熊本県のアンテナショップは「銀座熊本館」。東京メトロの銀座駅からわずか徒歩1分の場所にあります。1994年に熊本県が一部を所有するオフィスビルにオープンして今年で30年。都内にいながら熊本の特産品が手に入る場所として親しまれてきました。
熊本にいるかのような店舗に
■緒方大樹記者
「東京の銀座に来ています。駅前のビルの建ち並ぶエリアなのですが、この建物の扉を開けて中に入ると、熊本の名産品がずらりと並んでいます」
1階では、熊本が誇る球磨焼酎や郷土の味・馬刺し、それに、名物の陣太鼓など約1500点の商品が販売されています。
■埼玉から訪れた人
「友達の勧めで来ました。ここのアンテナショップいいよって。これ(太平燕)を買ってみました。給食で出るって書いてあったの」
2階にはバー「ASOBI・Bar」があり、焼酎や日本酒など、熊本のお酒が楽しめる空間となっています。
■訪れた人
「いつも飲み会はここで。おいしいんですよ、ここのものが」
■銀座熊本館 小田周平さん(熊本県職員)
「東京にあるアンテナショップなのですが、店舗の中では熊本県にいるかのような、地元を感じてもらえるような店になればいいなと思います」
熊本のアンテナショップは、どのくらい人気があるのでしょうか?地域ブランドを調査する会社が、首都圏の約2万人に、利用したことがあるアンテナショップを聞いた結果です(ブランド総合研究所・来店経験率ランキング2023年)。調査では、都内にある34の道県の店舗中、熊本は10位にランクインしました。
店を訪れる多くの人たちがお目当てにしているのが、熊本ならではの商品です。トップ3は、3位が「南関あげ」、2位が「陣太鼓」。そして1位は「いきなり団子」です。

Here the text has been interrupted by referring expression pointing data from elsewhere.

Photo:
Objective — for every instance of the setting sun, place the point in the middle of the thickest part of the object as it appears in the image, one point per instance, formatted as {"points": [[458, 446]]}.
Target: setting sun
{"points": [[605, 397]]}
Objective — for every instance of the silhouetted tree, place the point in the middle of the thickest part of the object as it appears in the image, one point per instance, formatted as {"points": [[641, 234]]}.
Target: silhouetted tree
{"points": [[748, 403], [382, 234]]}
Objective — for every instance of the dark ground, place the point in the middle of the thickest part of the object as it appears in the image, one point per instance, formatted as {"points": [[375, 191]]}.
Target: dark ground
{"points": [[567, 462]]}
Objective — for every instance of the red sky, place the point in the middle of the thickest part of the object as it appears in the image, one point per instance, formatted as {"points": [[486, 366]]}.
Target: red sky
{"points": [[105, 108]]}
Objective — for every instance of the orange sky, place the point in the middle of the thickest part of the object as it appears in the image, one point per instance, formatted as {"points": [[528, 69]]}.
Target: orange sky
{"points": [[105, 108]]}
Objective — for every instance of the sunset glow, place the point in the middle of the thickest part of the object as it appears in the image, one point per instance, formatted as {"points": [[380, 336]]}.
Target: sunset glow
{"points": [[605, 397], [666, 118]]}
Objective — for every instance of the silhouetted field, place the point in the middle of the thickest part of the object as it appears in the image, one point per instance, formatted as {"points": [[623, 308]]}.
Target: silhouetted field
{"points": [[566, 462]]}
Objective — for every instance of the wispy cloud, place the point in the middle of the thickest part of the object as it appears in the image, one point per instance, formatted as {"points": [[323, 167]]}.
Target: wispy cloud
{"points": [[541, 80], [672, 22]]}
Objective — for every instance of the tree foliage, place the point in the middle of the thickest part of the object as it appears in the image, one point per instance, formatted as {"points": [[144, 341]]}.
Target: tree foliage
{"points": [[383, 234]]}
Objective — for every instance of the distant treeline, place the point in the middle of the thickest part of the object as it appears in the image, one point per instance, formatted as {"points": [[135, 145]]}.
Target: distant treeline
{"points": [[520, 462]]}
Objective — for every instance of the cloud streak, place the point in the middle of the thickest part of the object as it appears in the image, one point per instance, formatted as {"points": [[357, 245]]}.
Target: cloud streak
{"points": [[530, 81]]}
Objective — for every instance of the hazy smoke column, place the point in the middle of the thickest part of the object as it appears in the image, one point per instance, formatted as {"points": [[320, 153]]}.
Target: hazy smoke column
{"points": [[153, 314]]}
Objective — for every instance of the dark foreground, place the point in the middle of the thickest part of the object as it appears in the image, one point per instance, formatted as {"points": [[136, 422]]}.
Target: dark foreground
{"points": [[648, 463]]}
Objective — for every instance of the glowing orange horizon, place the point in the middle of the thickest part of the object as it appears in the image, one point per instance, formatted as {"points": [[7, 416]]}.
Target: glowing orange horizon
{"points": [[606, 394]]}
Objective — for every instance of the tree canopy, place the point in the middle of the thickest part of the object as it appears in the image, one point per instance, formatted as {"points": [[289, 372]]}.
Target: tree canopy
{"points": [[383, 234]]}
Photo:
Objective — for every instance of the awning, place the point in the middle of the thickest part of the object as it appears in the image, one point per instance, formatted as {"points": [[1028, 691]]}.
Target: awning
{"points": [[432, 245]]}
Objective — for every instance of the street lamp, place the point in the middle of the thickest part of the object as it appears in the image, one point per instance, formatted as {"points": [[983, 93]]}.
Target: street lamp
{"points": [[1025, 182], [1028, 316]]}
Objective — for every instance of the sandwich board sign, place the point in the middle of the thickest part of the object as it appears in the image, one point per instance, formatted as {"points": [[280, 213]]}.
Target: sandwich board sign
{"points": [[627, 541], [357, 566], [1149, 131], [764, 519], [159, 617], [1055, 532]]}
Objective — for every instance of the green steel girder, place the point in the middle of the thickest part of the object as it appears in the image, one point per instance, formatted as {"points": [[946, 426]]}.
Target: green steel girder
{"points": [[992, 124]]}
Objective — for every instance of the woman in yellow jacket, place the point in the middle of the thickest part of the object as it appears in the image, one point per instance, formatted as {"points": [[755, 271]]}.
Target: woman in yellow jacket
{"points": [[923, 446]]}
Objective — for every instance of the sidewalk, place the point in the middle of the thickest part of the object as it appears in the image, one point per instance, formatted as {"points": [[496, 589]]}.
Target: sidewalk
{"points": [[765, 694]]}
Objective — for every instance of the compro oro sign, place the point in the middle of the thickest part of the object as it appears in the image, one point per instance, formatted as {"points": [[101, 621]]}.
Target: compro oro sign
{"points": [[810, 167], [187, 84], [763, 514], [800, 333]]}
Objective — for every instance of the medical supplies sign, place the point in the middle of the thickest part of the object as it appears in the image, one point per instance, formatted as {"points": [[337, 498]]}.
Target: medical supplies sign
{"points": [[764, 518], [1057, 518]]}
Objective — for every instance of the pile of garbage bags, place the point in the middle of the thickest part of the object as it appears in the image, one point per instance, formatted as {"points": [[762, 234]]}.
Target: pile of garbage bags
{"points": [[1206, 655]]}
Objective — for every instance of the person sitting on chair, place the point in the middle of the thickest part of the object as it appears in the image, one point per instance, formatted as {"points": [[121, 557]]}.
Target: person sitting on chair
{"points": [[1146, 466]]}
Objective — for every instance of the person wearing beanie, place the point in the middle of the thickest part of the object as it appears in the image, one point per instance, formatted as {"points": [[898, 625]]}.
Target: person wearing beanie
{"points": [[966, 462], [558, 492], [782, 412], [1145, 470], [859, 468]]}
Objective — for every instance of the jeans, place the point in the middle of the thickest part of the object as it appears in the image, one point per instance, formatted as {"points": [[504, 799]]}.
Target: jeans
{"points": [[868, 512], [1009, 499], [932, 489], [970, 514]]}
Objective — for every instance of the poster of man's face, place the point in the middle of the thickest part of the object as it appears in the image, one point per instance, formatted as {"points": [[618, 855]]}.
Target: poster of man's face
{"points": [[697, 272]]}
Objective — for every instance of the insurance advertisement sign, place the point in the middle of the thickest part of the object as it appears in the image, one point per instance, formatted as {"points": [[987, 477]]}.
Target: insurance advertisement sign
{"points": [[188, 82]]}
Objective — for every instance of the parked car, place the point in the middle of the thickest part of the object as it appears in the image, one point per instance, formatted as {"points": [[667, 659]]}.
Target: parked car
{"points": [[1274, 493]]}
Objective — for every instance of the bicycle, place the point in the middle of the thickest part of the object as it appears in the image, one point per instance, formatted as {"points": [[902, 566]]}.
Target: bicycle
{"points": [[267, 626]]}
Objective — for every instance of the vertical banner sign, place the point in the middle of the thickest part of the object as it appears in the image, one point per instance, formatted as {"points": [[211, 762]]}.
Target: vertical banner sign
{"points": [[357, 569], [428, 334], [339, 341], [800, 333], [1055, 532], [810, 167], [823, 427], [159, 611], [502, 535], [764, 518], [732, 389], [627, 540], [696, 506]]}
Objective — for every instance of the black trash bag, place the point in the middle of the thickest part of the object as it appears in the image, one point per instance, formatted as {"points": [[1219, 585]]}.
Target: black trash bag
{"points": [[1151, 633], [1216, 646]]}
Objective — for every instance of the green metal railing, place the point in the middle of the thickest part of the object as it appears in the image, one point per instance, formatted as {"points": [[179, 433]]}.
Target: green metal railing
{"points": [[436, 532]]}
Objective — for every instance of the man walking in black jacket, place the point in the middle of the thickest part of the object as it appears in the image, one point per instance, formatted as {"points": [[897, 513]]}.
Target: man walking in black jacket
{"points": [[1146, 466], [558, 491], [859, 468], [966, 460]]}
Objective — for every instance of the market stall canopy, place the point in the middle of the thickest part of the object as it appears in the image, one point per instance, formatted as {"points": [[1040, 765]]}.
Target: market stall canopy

サツマイモもとあんを、もちもちの生地で包んだ熊本ではおなじみの味です。
■埼玉から訪れた人
「いきなり団子?あれを食べてみたくて来ました」
いきなり団子は、1か月に2000個から3000個売れるということです。
閉店や相次ぐアンテナショップ 生き残るには
一方、アンテナショップは近年、閉店や移転が相次いでいます。2020年度の81店舗をピークに、今年度は66店舗に減少しました(地域活性化センター調べ)。背景にあるのは、コロナ禍による客の減少や高額な賃料の負担などです。
生き残りをかけ、各店舗ではあの手この手で客を呼び込んでいます。
■北海道どさんこプラザ有楽町店 高島良幸副店長
「いつご来店なさっても飽きの来ないような店づくりを心がけていて、例えば1週間で切り替わる催事を(店内)3か所で展開している」
熊本も例外ではありません。銀座熊本館の売上は、昨年度が約3億円で、コロナ禍前の水準まで回復しています。しかし、熊本地震の復興支援の機運が高まり過去最高となった2016年の6億2000万円と比べると半分以下です。
■銀座熊本館 小田周平さん(熊本県職員)
「くまモンも、かなり首都圏の方にも知られているので、くまモン人気というのもお客さまが増えている1つの要因だと思う。ここでお買い物してくださった皆さんが、熊本にも観光で来てもらうとか、そういったことにつながればいいなと思います」
銀座熊本館を通して熊本の認知度の向上にもつなげたい。魅力を直接発信する拠点としての存在価値が今、改めて問われています。